I agree with that. Part of day one thinking is understanding that things change. It's being resilient enough to change course, evaluating things on the fly, knowing what's working and rapidly driving resources to what's working.
How do you bring the best out in your teams? In baseball, it's catchers that have a unique perspective. They're managing the pitcher and see the game from a perspective only they can see.
They're watching the game unfold in front of them. Nine innings, 162 games a year for 20 years, or however long they're behind the plate. They're great leaders in the sport because they understand the game at a level that other players can't.
I think that that's a big part of when you're looking to develop a quality leadership team. Those are the kind of skills that you want to see.
Be like a catcher.
4. Knowing that honest mistakes, smart risk and bold action are often needed
What I believe in is that you want to give people smart authority. You want to let them understand the guardrails within their sphere and encourage people to own things. You give people a chance to accept responsibility, take full responsibility for something and give them goals for what you want them to accomplish. Then set them free to go out and do it.
When they make mistakes, they learn something. It's through honest mistakes that real learning happens. We grow up in a culture where everything has to be mistake-free and perfect. In reality, however, the best and most successful entrepreneurs are founded out of risk. If you remove the risk from your business as you're operating it, how can you ever grow? How can you ever move to the next level?
You want to allow your team and leaders to grow and make what I call "smart mistakes" — honest mistakes that are not due to carelessness or recklessness. It's okay to make a mistake when you've gone through the process of making a good decision.
I also believe in "smart risk," — where you think more outside the box. Smart risk is, for example, taking a reasonable chance on a well-thought-out opportunity.
In marketing, there's the whole theory of test and rest. Try something, give it a time frame, and look at the results. Did it work? Yes, then throw more at it. If not, what did we learn, why didn't it work and what could we tweak?

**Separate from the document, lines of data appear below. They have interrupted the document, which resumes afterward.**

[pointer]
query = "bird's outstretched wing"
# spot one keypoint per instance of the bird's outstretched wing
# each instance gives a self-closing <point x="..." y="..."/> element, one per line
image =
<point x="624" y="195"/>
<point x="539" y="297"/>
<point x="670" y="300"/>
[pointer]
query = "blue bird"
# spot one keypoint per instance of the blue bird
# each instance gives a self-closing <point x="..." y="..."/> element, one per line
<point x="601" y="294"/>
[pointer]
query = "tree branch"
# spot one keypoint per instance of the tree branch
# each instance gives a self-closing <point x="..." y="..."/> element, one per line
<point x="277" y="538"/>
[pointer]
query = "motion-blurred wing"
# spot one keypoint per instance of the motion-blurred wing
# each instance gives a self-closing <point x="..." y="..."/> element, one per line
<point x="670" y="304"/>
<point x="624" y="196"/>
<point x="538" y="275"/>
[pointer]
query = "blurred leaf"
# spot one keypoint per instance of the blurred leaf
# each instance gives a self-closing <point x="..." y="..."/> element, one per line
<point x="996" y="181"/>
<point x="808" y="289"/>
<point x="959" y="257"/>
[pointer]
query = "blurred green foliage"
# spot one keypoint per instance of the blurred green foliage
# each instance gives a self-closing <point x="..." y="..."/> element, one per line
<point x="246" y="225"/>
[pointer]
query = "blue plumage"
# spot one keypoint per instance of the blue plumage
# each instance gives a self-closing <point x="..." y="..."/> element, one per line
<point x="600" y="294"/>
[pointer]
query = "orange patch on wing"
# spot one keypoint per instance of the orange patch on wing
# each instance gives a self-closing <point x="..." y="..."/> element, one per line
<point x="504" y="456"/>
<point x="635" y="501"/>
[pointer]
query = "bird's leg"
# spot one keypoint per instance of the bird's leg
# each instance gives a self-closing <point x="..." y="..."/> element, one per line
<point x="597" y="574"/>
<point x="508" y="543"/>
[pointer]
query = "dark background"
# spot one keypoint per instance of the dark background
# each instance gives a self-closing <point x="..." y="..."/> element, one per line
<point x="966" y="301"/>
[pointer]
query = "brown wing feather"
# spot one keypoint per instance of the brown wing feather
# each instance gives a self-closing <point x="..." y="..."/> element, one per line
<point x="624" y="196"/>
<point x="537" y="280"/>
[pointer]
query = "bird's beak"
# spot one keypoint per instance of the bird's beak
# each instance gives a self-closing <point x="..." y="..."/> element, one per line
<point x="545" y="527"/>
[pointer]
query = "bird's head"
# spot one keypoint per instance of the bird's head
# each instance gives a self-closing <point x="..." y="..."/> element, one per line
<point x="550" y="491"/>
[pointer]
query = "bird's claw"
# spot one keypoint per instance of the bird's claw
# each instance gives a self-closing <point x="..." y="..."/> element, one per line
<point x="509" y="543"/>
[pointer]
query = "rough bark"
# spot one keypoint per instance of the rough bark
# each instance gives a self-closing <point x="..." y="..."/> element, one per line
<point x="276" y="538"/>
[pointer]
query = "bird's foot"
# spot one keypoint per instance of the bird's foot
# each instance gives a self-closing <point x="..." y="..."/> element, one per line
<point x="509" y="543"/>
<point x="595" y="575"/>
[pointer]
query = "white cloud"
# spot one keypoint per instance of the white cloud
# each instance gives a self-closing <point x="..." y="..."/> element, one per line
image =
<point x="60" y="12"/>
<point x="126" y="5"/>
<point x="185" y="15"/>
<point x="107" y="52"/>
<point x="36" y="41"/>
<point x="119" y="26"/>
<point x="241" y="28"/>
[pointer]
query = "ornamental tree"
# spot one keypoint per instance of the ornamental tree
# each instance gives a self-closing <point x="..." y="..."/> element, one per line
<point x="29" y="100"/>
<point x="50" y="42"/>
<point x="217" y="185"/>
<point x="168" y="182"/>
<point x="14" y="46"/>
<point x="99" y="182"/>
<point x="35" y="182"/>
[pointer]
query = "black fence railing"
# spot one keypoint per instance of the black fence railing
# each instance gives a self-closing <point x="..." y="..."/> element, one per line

5. Blending diverse talents can create a force multiplier effect
The best example that I can give is a hockey team. There are usually four lines on a hockey team, and traditionally, you have the top six that score. You have two lines of forwards that go out there, and their job is to generate offense and control the puck in the other team's zone. But if you have four lines like that, then who's playing defense?
So, you complement those lines with somebody who's maybe a bit more physical, somebody who likes to agitate. While you certainly need to score goals, you also need the passers, the players who keep the team spirits up, and the enforcers where necessary.
Same thing in business. You have to have a leadership team that's not an echo chamber. In echo chambers, there are no divergent views or solutions. When you look at things like marketing and sales, you want different opinions so you have the best chance to make a decision that helps the business move forward.
While values can be shared, talents should be unique. People should be able to work together and respect each other's aptitudes and viewpoints because I believe that creates a high tide in which all boats can float.
My feedback about our vice president of sales from her employees is that "She is the best manager I ever worked for because she empowers me to own things and do the best job I can."
That's what I call great leadership.